Farm Link program seeks mentors

The good news is there are plenty of eager young farmers ready and willing to take a stab at making a living in agriculture.

The bad news is that land is limited and expensive, and opportunities to learn alongside a successful farmer are few and far between. The Virginia Farm Bureau Federation Young Farmers Committee would like to change that this year.

“I’m lucky; I started with my father. He basically took over from my grandfather, and that was a very abrupt change, because granddaddy kept all the reins,” said W.P. Johnson, a VFBF young farmer in Bedford County. “Dad has relinquished all but the financial side in our operation, but that’s OK with me, because I’m learning all the decisions on when to and when not to do something. That’s been a good mentoring situation for me,” said the hay, soybean and wheat producer.

The Virginia Farm Link program is designed to help connect would-be farmers with would-be partners and mentors. But a decade after it was established it’s seen few success stories, Johnson said. A large barrier is that many ideal candidates for farm operation mentors are still unaware of the program, he said.

“This calls for someone with the willingness and openness to take on somebody to mentor to make a seamless transition to a new owner for their farm,” Johnson said. “The young farmer could just be on the payroll at first and take on responsibilities gradually. This way they can actually learn the ins and outs of how to run the business.

“The one key aspect we’re looking at is we’re looking for somebody who’ll take the time to teach his successor over 10 or 12 years, not just someone looking to sell out and move on with their lives,” he added.

The biggest challenge faced by most young farmers is learning how to manage their income and build up reserves to survive in a business with extremely low cash flow and weather uncertainties, Johnson said. That experience and specialized knowledge usually is best passed on by a seasoned farmer.

“You pretty much look at whether a farming practice or equipment will pay for itself over a decade, not just three or five years, because out of those 10 years, only a few will be good. The rest will be mediocre and some will be real flops. You have to learn to survive those agriculture disaster years.
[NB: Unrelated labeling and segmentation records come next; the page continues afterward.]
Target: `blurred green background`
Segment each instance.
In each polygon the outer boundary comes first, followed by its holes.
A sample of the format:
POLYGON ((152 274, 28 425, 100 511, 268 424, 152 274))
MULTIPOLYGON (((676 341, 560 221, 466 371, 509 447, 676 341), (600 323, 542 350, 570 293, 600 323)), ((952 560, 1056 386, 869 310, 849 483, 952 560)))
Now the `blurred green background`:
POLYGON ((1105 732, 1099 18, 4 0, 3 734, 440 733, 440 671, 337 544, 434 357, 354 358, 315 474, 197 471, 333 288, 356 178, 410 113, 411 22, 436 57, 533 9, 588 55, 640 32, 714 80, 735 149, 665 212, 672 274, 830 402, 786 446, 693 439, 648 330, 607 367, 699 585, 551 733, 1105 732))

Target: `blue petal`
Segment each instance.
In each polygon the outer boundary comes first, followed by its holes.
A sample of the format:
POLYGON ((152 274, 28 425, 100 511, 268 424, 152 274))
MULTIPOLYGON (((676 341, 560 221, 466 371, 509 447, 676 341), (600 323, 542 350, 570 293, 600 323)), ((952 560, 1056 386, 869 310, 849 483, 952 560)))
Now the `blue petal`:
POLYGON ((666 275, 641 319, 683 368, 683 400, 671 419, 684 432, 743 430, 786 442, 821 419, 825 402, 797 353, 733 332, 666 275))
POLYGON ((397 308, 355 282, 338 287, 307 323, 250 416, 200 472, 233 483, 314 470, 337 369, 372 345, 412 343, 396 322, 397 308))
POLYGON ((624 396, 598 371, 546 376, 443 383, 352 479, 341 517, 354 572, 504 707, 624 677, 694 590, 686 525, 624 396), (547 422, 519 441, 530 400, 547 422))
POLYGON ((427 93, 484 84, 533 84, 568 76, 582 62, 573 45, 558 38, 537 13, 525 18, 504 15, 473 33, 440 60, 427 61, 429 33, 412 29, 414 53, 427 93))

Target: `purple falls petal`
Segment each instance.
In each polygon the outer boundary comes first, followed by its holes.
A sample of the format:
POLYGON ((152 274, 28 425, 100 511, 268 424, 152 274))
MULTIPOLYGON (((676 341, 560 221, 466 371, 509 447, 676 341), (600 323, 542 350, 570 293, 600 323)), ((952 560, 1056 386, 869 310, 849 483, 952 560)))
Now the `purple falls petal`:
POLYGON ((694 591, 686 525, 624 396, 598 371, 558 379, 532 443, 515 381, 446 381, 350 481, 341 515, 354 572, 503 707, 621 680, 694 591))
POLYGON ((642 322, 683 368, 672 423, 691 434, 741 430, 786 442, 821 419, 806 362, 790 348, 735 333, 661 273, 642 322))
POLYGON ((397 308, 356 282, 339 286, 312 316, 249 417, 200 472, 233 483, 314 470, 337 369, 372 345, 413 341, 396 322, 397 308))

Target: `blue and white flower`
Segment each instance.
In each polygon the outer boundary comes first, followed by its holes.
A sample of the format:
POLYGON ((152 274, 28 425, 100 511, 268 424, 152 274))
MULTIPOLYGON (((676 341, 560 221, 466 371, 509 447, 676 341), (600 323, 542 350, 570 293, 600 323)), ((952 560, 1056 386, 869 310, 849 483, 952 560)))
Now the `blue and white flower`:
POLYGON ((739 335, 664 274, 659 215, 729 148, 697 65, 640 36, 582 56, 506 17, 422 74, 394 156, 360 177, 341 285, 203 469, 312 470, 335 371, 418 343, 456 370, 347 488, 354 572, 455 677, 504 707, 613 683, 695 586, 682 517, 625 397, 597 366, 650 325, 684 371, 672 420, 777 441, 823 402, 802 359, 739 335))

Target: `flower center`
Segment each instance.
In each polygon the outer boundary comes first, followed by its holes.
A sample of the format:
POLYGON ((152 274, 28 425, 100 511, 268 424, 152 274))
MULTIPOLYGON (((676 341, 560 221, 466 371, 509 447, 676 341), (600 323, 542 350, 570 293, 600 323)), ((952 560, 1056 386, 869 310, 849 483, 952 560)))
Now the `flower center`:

That’s probably the hardest part of working in agriculture.”T

The Virginia Farm Link program is sponsoring a series of farm transition workshops around the state. The next workshop is set for Feb. 11 at the Olde Dominion Agricultural Complex in Pittsylvania County, with another planned this summer in the Shenandoah Valley. Information about farm transitions and the current Farm Link database of would-be farmers and possible mentors is also available at vdacs.virginia.gov/preservation/program.shtml.

Another possible contact for young farmers and farm mentors is the Virginia Beginning Farmer and Rancher Coalition Project, housed at Virginia Tech’s College of Agriculture and Life Sciences. The project leaders have spent the past year building coalitions among various groups like the VFBF Young Farmers. More information on that program is available at vtnews.vt.edu/articles/2011/01/011211-cals-beginningfarmer.html.

“We want to see successful transitions, where young farmers learn the ebbs and flows of farming, not just make a big crop one year and the bank forecloses the next year,” Johnson said. “That’s the challenge for all farmers, but it’s particularly tough on beginning farmers. That’s why we want to urge anyone interested in this program to get involved right away.”